Lettre de condoléances à Mme Elisabeth Préval, veuve de l’ex président René Préval

par Marc Donald Orphée
Port- au-Prince, samedi 11 mars 2017  (haitireyel.com).- Lettre de condoléances à madame Elisabeth Préval, veuve de  l’ancien président René Préval
Chère madame,
J’ai appris avec le cœur endolori la disparition de votre mari.  Je tiens à vous adresser, ainsi qu’à tous les proches du défunt et l’ensemble du peuple haïtien,  mes condoléances émues.  Haïti a perdu un grand homme.
L’ancien président avait 74 ans,   on devait le croire très fatigué. Pourtant,  il se démenait encore avec quelques  petits projets dans l’optique de contribuer au rehaussement du pays.




L’ancien président Préval n’a jamais cédé au moindre découragement , malgré la menace des circonstances,  pour essayer de faire du bien pour le pays.  Il évaluait les contraintes , maîtrisait les événements pour surgir des instants de progrès.
Je ne vous apprends donc rien  de sa personnalité et l’oeuvre qu’il a accomplie . Il ne s’agit  non plus d’épiloguer sur ses réalisations géniales :  Elles parlent d’elles mêmes.   Mais je voudrais,  attirer l’attention  sur sa volonté inaltérable de changer le pays  pour enfin dégager le caractère constructif et salutaire de son passage à la tête de la magistrature suprême de l’État d’Haïti.
Porté au pouvoir en 1996 pour un premier mandat,  il avait la claire vision de la responsabilité qui l’incombait.
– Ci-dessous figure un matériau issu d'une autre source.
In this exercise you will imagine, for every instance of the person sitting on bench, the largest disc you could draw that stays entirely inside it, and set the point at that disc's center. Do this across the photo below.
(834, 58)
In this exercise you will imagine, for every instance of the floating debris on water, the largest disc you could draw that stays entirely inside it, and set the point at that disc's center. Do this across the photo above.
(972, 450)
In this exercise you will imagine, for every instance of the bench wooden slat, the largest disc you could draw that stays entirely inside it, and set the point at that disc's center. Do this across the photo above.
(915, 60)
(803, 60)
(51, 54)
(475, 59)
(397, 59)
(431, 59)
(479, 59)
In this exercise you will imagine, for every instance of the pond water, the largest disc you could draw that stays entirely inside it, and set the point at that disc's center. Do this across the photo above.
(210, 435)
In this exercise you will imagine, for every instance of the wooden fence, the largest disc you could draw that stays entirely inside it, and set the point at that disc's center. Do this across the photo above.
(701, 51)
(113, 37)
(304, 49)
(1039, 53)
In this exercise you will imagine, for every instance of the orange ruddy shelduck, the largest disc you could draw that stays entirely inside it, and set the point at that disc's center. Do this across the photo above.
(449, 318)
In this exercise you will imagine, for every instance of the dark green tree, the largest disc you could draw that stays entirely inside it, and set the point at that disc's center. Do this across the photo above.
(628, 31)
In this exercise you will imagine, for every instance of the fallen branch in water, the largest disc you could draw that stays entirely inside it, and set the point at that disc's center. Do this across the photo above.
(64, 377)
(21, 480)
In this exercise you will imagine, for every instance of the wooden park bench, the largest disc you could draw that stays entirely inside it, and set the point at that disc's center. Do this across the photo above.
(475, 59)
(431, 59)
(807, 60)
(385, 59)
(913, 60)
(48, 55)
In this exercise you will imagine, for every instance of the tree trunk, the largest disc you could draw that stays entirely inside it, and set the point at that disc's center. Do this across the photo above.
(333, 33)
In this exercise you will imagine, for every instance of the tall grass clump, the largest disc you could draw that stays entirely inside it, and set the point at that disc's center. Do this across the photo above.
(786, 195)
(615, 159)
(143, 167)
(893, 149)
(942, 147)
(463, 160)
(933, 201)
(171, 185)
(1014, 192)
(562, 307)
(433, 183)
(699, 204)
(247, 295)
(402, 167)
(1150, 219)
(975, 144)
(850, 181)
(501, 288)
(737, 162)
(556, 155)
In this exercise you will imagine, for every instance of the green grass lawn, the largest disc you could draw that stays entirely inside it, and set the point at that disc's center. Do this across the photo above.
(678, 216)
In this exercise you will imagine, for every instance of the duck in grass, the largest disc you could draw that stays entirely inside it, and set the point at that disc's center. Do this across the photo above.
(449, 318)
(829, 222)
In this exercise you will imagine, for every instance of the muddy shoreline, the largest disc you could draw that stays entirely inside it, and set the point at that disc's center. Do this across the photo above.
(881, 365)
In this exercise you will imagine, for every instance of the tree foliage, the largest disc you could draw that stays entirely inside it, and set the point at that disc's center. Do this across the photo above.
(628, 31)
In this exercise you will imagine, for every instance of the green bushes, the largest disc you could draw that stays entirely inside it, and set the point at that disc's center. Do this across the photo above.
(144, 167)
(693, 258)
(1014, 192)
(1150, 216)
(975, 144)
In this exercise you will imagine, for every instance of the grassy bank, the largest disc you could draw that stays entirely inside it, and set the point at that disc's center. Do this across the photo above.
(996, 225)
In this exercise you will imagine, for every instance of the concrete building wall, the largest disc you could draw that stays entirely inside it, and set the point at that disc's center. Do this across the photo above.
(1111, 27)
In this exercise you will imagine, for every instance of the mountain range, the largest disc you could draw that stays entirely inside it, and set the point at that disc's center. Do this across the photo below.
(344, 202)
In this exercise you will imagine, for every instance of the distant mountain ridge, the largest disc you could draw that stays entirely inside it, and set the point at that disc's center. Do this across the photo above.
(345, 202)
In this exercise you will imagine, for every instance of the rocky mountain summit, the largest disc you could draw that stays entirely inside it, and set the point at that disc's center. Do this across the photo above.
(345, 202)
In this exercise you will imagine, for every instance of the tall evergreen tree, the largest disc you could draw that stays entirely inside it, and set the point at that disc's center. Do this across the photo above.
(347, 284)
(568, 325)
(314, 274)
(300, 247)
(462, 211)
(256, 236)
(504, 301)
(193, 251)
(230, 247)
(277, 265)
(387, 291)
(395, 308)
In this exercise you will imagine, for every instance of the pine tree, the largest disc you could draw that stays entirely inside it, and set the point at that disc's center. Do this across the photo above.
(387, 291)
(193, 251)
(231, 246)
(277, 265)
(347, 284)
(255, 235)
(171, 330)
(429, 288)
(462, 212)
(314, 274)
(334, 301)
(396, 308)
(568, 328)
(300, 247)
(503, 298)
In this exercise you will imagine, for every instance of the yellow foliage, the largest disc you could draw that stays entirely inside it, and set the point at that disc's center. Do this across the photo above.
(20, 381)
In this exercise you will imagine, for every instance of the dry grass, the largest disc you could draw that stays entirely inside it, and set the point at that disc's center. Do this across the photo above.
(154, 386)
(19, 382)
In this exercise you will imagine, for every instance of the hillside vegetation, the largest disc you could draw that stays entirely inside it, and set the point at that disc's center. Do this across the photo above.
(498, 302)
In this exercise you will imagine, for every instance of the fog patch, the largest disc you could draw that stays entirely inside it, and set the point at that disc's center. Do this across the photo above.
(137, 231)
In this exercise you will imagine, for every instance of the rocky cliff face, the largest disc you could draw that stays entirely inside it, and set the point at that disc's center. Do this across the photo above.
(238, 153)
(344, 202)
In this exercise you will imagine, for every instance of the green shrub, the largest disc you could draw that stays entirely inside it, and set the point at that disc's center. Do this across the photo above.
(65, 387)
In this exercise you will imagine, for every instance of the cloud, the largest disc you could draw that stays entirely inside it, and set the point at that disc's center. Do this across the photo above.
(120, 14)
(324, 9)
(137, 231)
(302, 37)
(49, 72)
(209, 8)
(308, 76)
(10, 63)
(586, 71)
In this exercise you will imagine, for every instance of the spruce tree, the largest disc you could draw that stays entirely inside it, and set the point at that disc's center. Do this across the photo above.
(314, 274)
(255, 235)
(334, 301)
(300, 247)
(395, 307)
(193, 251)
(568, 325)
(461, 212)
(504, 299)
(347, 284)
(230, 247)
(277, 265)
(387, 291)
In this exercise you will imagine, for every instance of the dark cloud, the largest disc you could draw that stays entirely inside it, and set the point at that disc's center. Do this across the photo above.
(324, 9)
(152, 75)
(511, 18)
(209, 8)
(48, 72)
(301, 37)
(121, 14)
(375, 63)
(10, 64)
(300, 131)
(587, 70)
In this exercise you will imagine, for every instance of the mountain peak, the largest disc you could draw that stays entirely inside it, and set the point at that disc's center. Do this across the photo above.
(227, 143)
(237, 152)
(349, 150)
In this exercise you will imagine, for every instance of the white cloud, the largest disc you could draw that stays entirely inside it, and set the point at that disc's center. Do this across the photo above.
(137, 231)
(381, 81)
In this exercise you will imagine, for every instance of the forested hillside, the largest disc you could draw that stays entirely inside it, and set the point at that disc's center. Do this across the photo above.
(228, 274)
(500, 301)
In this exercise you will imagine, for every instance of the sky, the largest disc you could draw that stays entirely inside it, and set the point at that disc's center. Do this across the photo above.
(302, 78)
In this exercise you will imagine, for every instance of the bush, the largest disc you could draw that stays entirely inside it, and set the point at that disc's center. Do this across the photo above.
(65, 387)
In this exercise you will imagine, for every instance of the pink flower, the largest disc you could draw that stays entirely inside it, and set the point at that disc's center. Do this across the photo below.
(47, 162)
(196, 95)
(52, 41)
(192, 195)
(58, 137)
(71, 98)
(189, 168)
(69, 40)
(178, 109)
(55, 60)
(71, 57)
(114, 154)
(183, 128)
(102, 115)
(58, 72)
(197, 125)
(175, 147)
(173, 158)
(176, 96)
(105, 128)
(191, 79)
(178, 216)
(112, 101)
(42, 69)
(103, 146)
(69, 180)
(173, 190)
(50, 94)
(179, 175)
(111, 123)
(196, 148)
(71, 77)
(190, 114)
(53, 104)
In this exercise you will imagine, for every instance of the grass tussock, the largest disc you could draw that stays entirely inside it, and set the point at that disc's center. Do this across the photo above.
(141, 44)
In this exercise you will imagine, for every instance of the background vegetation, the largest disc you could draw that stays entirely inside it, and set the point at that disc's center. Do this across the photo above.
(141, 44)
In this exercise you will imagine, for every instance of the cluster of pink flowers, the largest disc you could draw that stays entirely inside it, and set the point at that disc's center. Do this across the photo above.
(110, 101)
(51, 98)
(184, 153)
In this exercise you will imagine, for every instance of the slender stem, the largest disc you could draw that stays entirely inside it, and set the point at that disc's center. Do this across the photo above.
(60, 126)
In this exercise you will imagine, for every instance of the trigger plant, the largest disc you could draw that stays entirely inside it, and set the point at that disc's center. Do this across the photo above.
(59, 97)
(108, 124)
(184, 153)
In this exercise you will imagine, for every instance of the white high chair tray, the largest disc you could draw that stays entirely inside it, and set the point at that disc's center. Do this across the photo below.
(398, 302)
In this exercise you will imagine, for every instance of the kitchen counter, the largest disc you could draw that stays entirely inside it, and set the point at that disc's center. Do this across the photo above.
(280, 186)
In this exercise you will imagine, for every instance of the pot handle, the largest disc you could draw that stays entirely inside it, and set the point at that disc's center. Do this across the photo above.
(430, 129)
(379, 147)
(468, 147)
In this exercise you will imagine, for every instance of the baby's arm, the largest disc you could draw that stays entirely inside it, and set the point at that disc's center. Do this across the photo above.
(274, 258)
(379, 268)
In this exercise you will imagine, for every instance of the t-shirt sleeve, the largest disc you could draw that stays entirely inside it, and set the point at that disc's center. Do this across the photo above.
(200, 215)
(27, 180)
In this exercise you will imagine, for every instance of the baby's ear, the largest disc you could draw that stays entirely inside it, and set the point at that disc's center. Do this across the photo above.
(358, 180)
Ballotté par les événements,  il ne tardait pas à renverser la vapeur pour s’imposer comme un véritable stratège politique . Au carrefour des mouvements antagonistes, il a usé la souplesse pour calmer les tensions en suscitant des consciences individuelles pour sortir le pays de son marasme.  Dans un climat politique controversé , la furie des masses contre les inégalités sociales, en face de  l’inconscience des élites, il a tenté d’explorer la résilience pour que le pays ait pu échapper à la servitude,  à la violence et à la famine et pour mieux étayer ses promesses.   Selon des ministres et des directeurs généraux de sa première gouvernance, jamais il n’a tenté d’imposer sa vision comme vérité de salut .  C’est un profil rare de la politique haïtienne.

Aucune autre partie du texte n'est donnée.